Chas Roy-Chowdhury, ACCA head of taxation said: “The Chancellor managed to deliver an Autumn Statement that was filled with good news, but given the lack of wiggle-room he has, it is concerning that much of the spending is based on the assumption of consistently strong growth figures, especially given the downgrade in world growth forecasts by the Office for Budget Responsibility.
“The breach of the welfare cap is politically embarrassing, but many believe it was a purely political, rather than economic gesture to introduce the cap in the first place. In the long run it will likely lead to very little economic repercussions, and could even give him cover for even deep welfare cuts in the future.
The improved public finance figures have dug the Chancellor out of a big hole regarding tax credits, he’s able to wait for them to phased out through the introduction of universal credit. He will be relieved that this avoids another battle with the House of Lords.
Paper tax returns
“This is not simplicity, call it what it is, accelerating payment. Radical reform is needed to support our small businesses who simply want to get out there and get on”.

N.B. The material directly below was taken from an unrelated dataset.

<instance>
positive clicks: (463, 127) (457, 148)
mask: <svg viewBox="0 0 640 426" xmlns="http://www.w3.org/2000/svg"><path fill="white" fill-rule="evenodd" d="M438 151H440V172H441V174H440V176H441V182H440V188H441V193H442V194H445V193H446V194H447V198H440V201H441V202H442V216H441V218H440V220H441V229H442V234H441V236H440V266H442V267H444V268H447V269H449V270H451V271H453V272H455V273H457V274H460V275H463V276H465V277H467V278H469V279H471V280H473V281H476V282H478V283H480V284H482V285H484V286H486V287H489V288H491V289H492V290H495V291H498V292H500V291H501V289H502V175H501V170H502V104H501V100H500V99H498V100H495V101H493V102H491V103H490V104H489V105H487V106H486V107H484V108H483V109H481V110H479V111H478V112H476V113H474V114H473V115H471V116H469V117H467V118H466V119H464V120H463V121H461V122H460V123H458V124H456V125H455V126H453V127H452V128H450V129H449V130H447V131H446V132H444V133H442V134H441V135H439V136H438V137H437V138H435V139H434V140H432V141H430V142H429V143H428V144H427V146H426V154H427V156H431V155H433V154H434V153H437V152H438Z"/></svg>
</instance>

“As expected the Chancellor is expecting the Treasury coffers to be swelled by more anti-avoidance measures. This, alongside public spending cuts, has been the mainstay of his monetary policy; the problem now is that HMRC (Her Majesty’s Revenue and Customs) has just about exhausted the well of easy to reach targets. This past year saw a fall in Corporation Tax collected through anti-avoidance measures; this would imply that they are moving in to areas where collection is more difficult and time consuming.
The new penalties announced under the General Anti-Abuse Rule is a further announcement of tax creep, which is unwelcome.
The failure of the government to get the tax credits cut through the House of Lords has taken away near enough all of the Chancellor’s room for manoeuvre, so relying on the latest anti-avoidance expectation would be dangerous.
Responding to the Chancellor’s Autumn Statement earlier today, Ann McGregor, Chief Executive of Northern Ireland Chamber of Commerce and Industry (NI Chamber), said:
“We are delighted that the Chancellor has used this opportunity to listen to business on infrastructure and that Northern Ireland will receive more money to be spent on infrastructure projects as part of today’s announcement.
“Infrastructure is one of biggest issues raised by NI Chamber members who believe that Northern Ireland’s infrastructure is suboptimal. There is a lack of delivery of key projects (e.g. North South Interconnector and the A5) and our road networks are not well maintained.
“Our members have long called for improvements in the strategic road network with a particular focus on addressing bottlenecks, such as the York Street interchange, along with the other projects such as the A5 and the A6. Northern Ireland also needs to Invest in public transport services to enhance connectivity and mobility (including the rail link to Dublin).
“Businesses will also welcome the Regional Air Connectivity Fund to support new air routes promoting domestic and international connectivity including from Belfast to Carlisle and from Derry to Dublin. The maintenance of existing air routes and the introduction of new routes benefit local business people in terms of developing business linkages and improving access to customers and markets outside of Northern Ireland. It therefore has a direct impact upon Northern Ireland’s ability to grow exports and boost investment.
“Finally, NI Chamber also welcomes the government’s reiteration that it is committed to the devolution of Corporation Tax powers to the Northern Ireland Assembly, subject to the Northern Ireland Executive demonstrating that its finances have been put on a sustainable footing and the commitments from the Stormont House Agreement met. We again urge the Northern Ireland Executive to ensure this opportunity is not wasted.”